If the extension is visible from the place you declare conformance to a protocol, then its methods are available as candidates to be chosen to satisfy a protocol requirement. The mapping of protocol requirements to implementations is fixed from the context the protocol conformance is declared, though, and can't be dynamically modified once established. This is to prevent the problems with ObjC categories clashing and unexpectedly changing the behavior of other unrelated code at runtime.

It would be a useful future extension for extensions to be able to add new dynamically-dispatched requirements to protocols, but currently extensions only add methods to types that conform to the protocol, not to the protocol itself.

2 Likes

Alright, thank you very much for your explanations. I hope we’ll see dynamically-dispatched requirements in protocol extensions soon!

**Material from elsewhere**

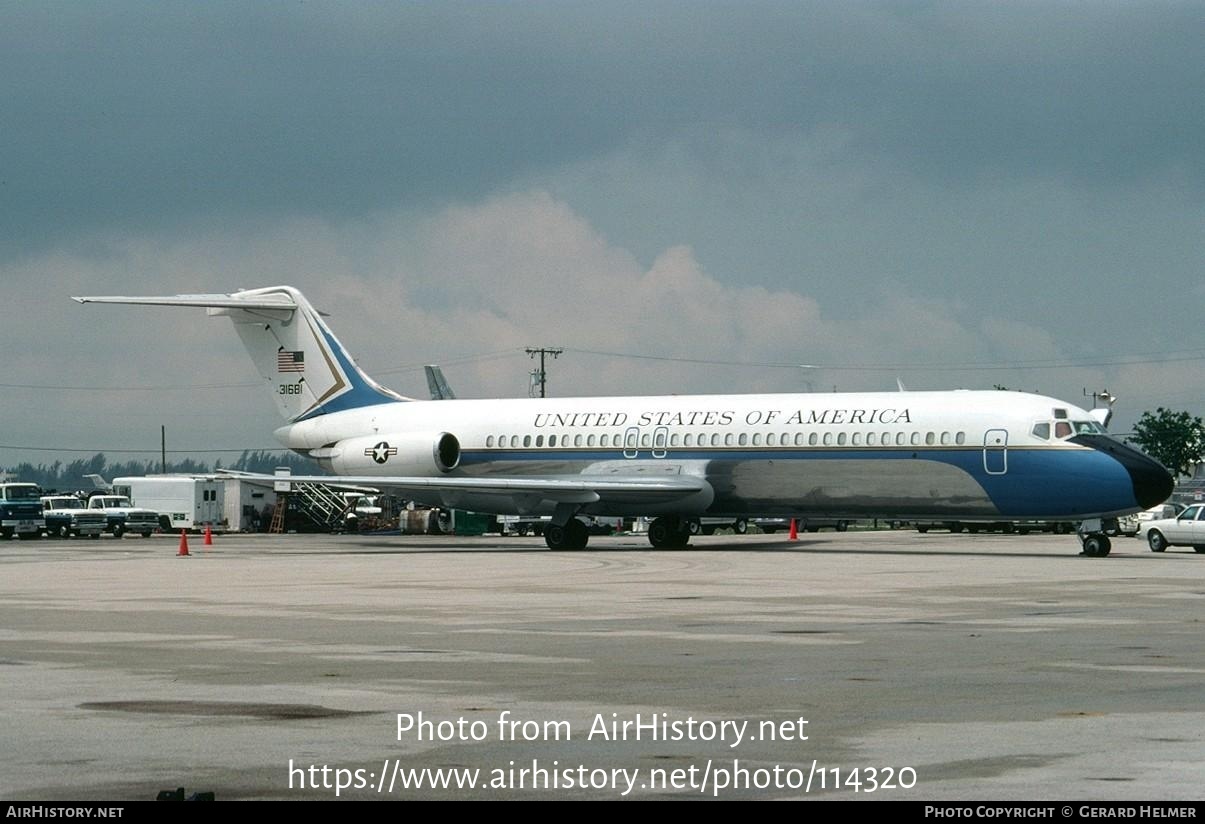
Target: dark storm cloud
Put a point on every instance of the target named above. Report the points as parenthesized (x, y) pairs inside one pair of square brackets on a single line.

In the mean time I’ll work around it.

It would be a useful future extension for extensions to be able to add new dynamically-dispatched requirements to protocols, but currently extensions only add methods to types that conform to the protocol, not to the protocol itself.

Do we have this feature now in 2024?

There’s no way to express this directly, even six years later in 2024 (and it would be a major departure from how the language works). One thing you can try if you haven’t already is to define a generic type as a sort of adapter, like so, where Q is a protocol with the “new requirements” extending P:

struct G<T: P> : Q {
  var wrapped: T

  // implement requirements of Q in terms of P on wrapped 
}
1 Like

@Slava_Pestov My use case is different (posted here - and that's where I got referred to this thread).

I want to break up my SceneDelegate into different targets. Problem is, those methods in the other target are not seen as part of the SceneDelegate class. Thanks to this thread, I understand the problem with Swift extensions, but ObjC categories should work? I attempted the same using ObjC category i.e., I created the SceneDelegate in the ObjC layer in a static library and extended it another library. The delegate methods defined in another library are not invoked by iOS.